Back in the cantonment area, we changed into khaki uniforms and were transported out to the flight line. To my astonishment, two TWA 747's were parked on the tarmac. Cool! Maybe they had round eyed stewardesses aboard! It seemed like forever that we stood loosely about in ranks and the large, bright orange sun was beginning to come up. It was daylight when a convoy of vehicles pulled up. Out alighted all kinds of official looking people.

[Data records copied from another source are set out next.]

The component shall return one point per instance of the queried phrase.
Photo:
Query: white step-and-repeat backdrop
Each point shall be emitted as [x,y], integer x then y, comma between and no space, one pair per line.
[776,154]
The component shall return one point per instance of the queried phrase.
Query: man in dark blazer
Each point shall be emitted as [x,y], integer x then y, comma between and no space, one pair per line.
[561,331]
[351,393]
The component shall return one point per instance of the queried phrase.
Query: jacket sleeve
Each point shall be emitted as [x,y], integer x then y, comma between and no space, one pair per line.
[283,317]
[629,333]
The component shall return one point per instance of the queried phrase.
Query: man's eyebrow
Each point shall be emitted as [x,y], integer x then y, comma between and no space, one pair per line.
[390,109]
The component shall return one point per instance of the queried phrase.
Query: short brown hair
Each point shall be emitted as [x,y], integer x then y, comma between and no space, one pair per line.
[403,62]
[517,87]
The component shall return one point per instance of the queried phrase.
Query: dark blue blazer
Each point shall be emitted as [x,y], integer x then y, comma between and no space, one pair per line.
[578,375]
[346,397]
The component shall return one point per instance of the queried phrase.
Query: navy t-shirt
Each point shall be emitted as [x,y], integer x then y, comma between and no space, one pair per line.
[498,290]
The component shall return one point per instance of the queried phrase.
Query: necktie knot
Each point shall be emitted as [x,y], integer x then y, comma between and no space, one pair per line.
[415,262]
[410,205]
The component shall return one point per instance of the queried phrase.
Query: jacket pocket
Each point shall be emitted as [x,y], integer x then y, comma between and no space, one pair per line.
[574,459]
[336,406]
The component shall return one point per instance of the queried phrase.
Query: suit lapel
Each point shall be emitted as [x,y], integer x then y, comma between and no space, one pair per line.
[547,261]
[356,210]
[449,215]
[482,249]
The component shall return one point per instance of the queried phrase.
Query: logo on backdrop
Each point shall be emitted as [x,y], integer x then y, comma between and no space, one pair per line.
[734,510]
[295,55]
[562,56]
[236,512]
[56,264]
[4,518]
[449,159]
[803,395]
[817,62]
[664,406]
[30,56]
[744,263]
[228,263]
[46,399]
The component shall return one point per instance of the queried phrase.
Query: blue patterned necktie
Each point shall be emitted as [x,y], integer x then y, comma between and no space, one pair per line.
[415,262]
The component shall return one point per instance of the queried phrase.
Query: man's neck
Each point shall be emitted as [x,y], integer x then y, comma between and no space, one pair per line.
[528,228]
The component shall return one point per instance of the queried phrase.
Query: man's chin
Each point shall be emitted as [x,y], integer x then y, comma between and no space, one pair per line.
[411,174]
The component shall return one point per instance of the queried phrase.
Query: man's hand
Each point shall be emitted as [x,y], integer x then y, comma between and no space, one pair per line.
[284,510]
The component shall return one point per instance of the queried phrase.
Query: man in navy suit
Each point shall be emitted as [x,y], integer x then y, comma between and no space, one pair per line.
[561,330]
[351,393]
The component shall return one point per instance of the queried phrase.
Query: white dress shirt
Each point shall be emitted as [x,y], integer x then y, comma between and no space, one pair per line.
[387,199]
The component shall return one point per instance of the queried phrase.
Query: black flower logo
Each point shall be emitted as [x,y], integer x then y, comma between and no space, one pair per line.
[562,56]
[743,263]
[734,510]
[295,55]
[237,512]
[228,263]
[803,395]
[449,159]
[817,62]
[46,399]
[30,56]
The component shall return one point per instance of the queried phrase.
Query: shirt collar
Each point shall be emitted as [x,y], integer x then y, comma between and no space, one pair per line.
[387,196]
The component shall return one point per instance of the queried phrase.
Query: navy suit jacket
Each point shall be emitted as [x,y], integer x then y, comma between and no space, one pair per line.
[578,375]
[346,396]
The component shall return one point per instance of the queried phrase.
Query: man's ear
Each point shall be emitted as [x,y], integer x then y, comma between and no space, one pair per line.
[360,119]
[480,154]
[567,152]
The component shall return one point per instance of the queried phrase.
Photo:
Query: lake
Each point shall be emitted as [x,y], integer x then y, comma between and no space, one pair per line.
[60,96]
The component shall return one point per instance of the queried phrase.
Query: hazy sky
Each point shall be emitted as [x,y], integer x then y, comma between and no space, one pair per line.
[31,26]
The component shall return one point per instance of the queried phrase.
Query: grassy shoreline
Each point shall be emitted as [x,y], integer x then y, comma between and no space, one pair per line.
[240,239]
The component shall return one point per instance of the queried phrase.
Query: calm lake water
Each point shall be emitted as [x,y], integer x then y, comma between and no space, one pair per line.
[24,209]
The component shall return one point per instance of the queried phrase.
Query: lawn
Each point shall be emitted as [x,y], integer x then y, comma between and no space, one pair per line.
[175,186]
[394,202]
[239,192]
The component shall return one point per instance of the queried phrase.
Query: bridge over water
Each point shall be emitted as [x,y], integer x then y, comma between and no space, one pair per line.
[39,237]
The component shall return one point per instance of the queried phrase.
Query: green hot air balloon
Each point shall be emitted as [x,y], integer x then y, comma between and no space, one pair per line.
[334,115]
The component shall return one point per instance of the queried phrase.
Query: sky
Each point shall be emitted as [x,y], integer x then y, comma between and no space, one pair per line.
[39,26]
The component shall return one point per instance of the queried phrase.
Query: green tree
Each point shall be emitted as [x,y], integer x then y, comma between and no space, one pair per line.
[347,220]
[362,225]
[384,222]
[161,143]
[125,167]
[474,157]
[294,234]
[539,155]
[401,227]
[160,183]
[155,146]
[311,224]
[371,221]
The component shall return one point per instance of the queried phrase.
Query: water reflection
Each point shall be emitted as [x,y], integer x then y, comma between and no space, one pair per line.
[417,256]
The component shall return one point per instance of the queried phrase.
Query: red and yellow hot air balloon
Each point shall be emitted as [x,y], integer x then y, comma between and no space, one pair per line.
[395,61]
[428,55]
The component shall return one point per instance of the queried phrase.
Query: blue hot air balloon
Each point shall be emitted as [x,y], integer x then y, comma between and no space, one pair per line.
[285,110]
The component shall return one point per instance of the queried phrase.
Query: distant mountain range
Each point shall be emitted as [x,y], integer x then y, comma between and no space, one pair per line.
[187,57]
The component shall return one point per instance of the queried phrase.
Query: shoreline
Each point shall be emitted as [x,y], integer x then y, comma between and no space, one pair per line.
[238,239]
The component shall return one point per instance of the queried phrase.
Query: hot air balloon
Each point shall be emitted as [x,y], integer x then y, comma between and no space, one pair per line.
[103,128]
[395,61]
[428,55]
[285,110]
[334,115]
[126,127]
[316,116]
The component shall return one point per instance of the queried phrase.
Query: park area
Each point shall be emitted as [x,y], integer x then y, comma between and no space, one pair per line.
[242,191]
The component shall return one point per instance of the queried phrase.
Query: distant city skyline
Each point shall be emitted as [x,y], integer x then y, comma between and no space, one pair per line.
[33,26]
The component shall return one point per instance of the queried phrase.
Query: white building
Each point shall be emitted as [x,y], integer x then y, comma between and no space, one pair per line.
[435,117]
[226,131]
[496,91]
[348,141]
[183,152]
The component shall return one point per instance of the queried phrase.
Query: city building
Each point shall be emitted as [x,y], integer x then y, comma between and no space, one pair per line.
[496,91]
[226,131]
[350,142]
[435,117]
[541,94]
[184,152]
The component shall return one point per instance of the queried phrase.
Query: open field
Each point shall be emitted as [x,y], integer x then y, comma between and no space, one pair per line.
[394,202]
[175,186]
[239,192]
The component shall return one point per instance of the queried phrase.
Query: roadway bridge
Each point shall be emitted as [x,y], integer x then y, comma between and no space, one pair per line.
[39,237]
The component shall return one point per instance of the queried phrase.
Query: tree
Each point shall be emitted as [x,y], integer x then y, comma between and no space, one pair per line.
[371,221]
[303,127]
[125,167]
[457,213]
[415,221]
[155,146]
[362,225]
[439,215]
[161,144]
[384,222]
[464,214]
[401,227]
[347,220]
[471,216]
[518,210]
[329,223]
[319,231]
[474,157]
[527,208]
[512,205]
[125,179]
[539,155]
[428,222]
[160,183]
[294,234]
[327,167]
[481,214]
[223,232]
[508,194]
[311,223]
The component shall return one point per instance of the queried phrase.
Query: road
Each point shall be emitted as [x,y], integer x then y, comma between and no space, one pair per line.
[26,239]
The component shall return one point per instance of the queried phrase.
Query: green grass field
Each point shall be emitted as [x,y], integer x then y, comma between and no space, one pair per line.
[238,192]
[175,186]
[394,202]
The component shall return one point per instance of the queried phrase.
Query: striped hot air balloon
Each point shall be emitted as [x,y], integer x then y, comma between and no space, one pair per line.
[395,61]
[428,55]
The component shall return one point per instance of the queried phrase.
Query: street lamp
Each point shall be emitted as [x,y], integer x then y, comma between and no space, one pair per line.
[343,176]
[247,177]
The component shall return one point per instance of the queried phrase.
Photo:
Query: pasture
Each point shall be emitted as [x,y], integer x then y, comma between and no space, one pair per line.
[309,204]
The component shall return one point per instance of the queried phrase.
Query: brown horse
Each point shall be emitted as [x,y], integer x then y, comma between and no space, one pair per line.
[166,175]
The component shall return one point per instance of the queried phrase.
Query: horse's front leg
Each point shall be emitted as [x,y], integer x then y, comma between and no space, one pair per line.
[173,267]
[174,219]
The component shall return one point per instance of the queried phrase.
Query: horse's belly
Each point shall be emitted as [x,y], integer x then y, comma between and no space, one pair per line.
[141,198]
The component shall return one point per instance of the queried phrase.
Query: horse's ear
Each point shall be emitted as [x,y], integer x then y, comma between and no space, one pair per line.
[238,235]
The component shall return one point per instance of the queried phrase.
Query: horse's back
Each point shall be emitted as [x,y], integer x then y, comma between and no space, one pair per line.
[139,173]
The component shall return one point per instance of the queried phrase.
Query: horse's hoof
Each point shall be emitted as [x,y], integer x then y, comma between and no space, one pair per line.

I recall at least one table being set up with chairs. An NLF official was chatting on a field phone. And I'll never forget the female VC with a green chiffon scarf wrapped around her pith helmet. She began photographing us with an old (I think, eastern-block) camera. We began to board. Some of us flipped the female VC the bird. "VC, beaucoupe toom-toom!"

Good-bye Tan Son Nhut.

A1C George T. Leather

 

January 8, 1973
North Vietnam and the United States resume peace talks in Paris.
January 27, 1973
All warring parties in the Vietnam War sign a cease fire. Henry Kissenger's initials on the Cease Fire.

March 29, 1973
The last American combat soldiers leave South Vietnam, though military advisors and Marines, who are protecting U.S. installations, remain. For the United States, the war is officially over. Of the more than 3 million Americans who have served in the war, almost 58,229 are dead, and over 1,000 are missing in action. Some 150,000 Americans were seriously wounded.

Aug. 15, 1975
The American pullout is complete when U.S. warplanes cease bombing missions in Indochina.

April 30, 1975
At 4: 03 a.m., two U.S. Marines are killed in a rocket attack at Saigon's Tan Son Nhut airport. They are the last Americans to die in the Vietnam War. At dawn, the last Marines of the force guarding the U.S. Embassy lift off. Only hours later, looters ransack the embassy, and North Vietnamese tanks role into Saigon, ending the war. In 15 years, nearly a million NVA and Vietcong troops and a quarter of a million South Vietnamese soldiers have died. Hundreds of thousands of civilians had been killed.

Above information compiled from random info on the web.